変わったのだ。自分は変わった。友人に恵まれ、愛する人もできて、昔のような自分ではない。泣いて助けを求め、母親にすら蔑むような瞳で見られた自分は何処か遠いところへ去り、新しく生まれ変わったのだと、そう思っていた。

『それで、なんだ…。その芸能界ってのは稼ぎがいいんだろ?俺にもちっとは分けてくれねえか。お前の学費とか払ってんのはこっちだしよ。お前の学校高いだろ?母ちゃんが間違ってそんな私立に入れたもんだから、俺も大変なんだよ…』

自分はまともに働いてないくせに。一日中酒を飲み、潰れては怒号を上げ、物を壊し、母や自分を痛めつけた。東城の学費だって母が捻出しているはずだ。
何の用かと思えば金の話で、目の前が暗く、闇のまた底に溶けていくような気がした。強張った身体はぴくりとも動かず、喉は凍ったように言葉は出なかった。
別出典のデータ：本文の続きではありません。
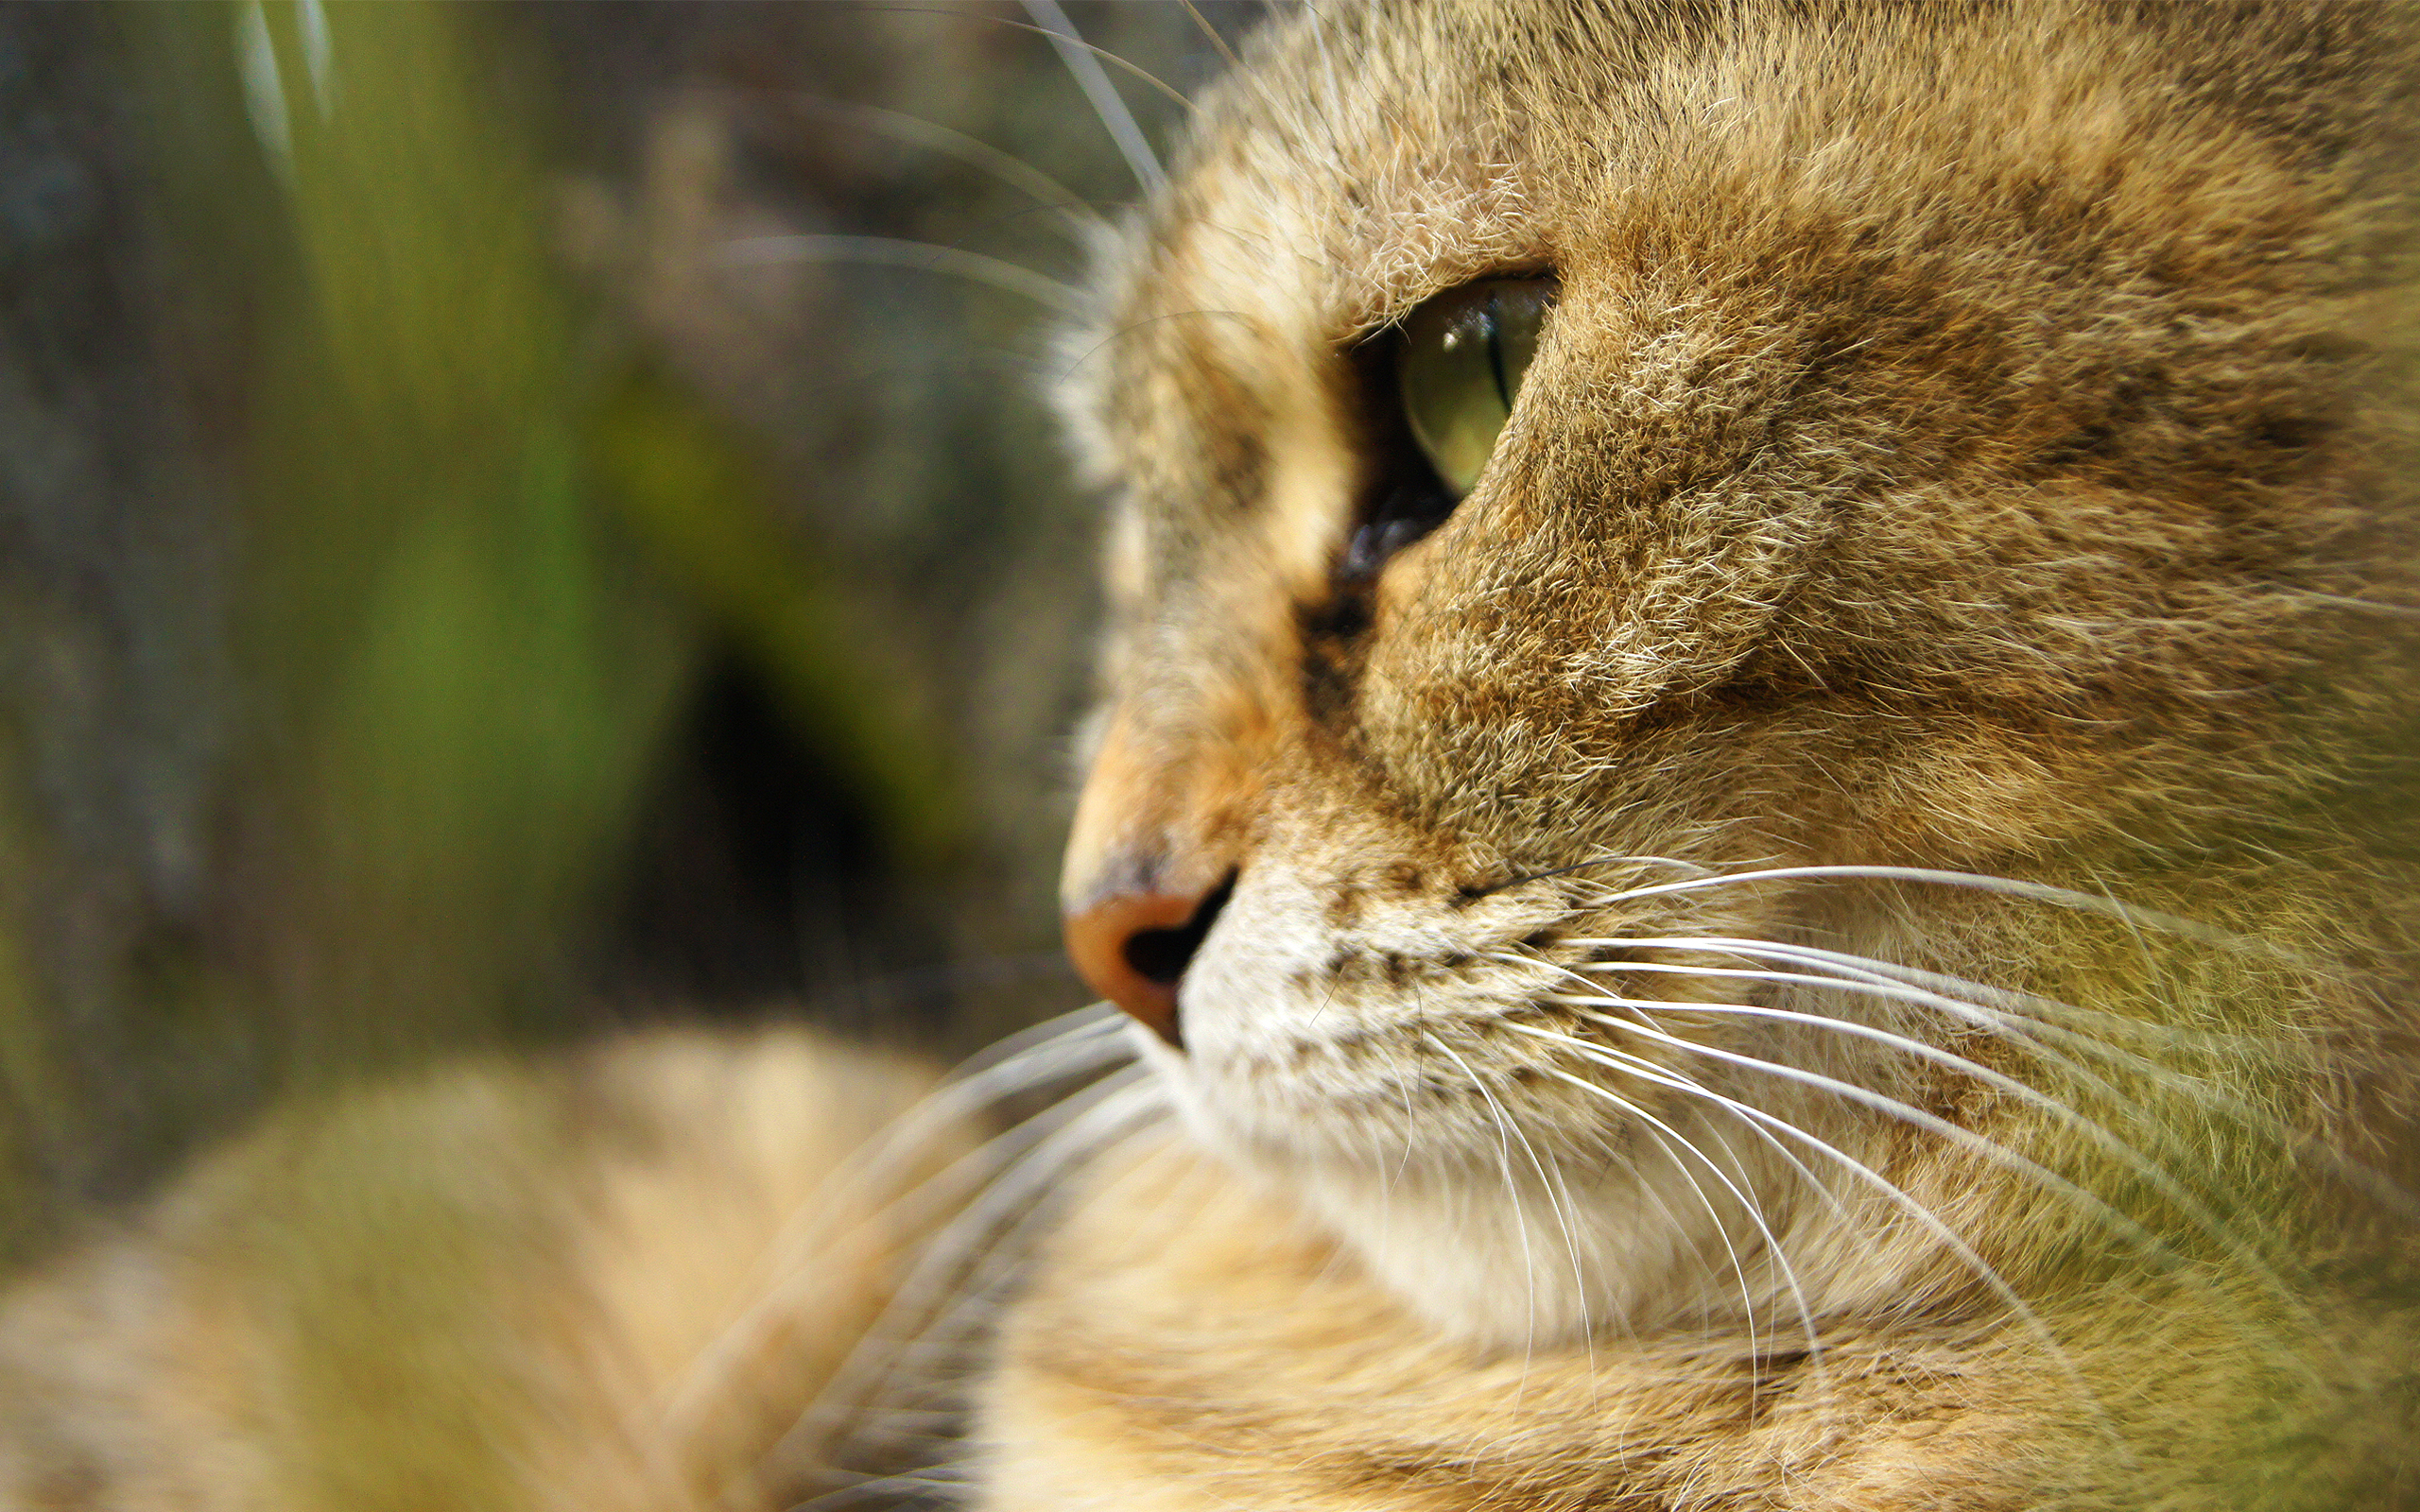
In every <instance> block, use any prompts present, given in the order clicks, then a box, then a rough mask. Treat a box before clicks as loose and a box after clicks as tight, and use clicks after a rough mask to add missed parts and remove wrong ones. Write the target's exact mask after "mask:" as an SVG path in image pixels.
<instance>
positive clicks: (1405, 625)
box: [0, 2, 2420, 1512]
『結構稼いでんだろ?少しだけでもいいんだよ。分けてくんねえかなあ。親孝行だと思ってよ』

謙ったように、媚を売るような声色に寒気がした。
自分の父親はこんな最低な男なのだ。息子からも金を貪り酒代にしようとするような。

『おいおい、久しぶりに話してんのに無視はねえだろ?俺は実の父親だぞ?…まあいい。またかけるから電話にはちゃんと出ろよ』

耳元で電話が切れたこと告げる機械音が鳴っている。
それでも耳元から電話を遠ざけることができずに自失した。

「……せん、ぱい…」

口からやっとのことで出た言葉は情人を求めるものだった。
頭の中は混乱を極めている。だからこそ会いたい。
今すぐにその胸に飛び込んで、これは悪夢なのだと宥めて欲しかった。
久方ぶりの会話が金の催促なんて、自分はなんて惨めでちっぽけな存在なのだろう。
力なく携帯を持った腕をだらんと下ろしベットから出た。ふらふらと覚束ない足取りで寝室の扉を開ける。
結城が相変わらずの様子でテレビに齧りついていた。

「あれ、真田君どうしたの?」

その答えに応える間もなく、愕然とした頭の中と身体は壊れた玩具のように動かない。

「…真田君?」

結城は怪訝な様子でこちらを見つめた。
焦点の合わない瞳で、けれども思うのはただ木内先輩に会いたいとそれだけだった。
なのに身体は言うことを聞かず、寝室の扉を開けたところで目の前がゆっくりと白んでいくのを感じた。
遠のく意識の中で結城が俺の名を声を叫ぶ声が聞こえる。
先輩に会いたい。大丈夫、何も心配いらないと言って欲しい。それなのに崩れ落ちるように夢の底へと引きずり込まれてしまった。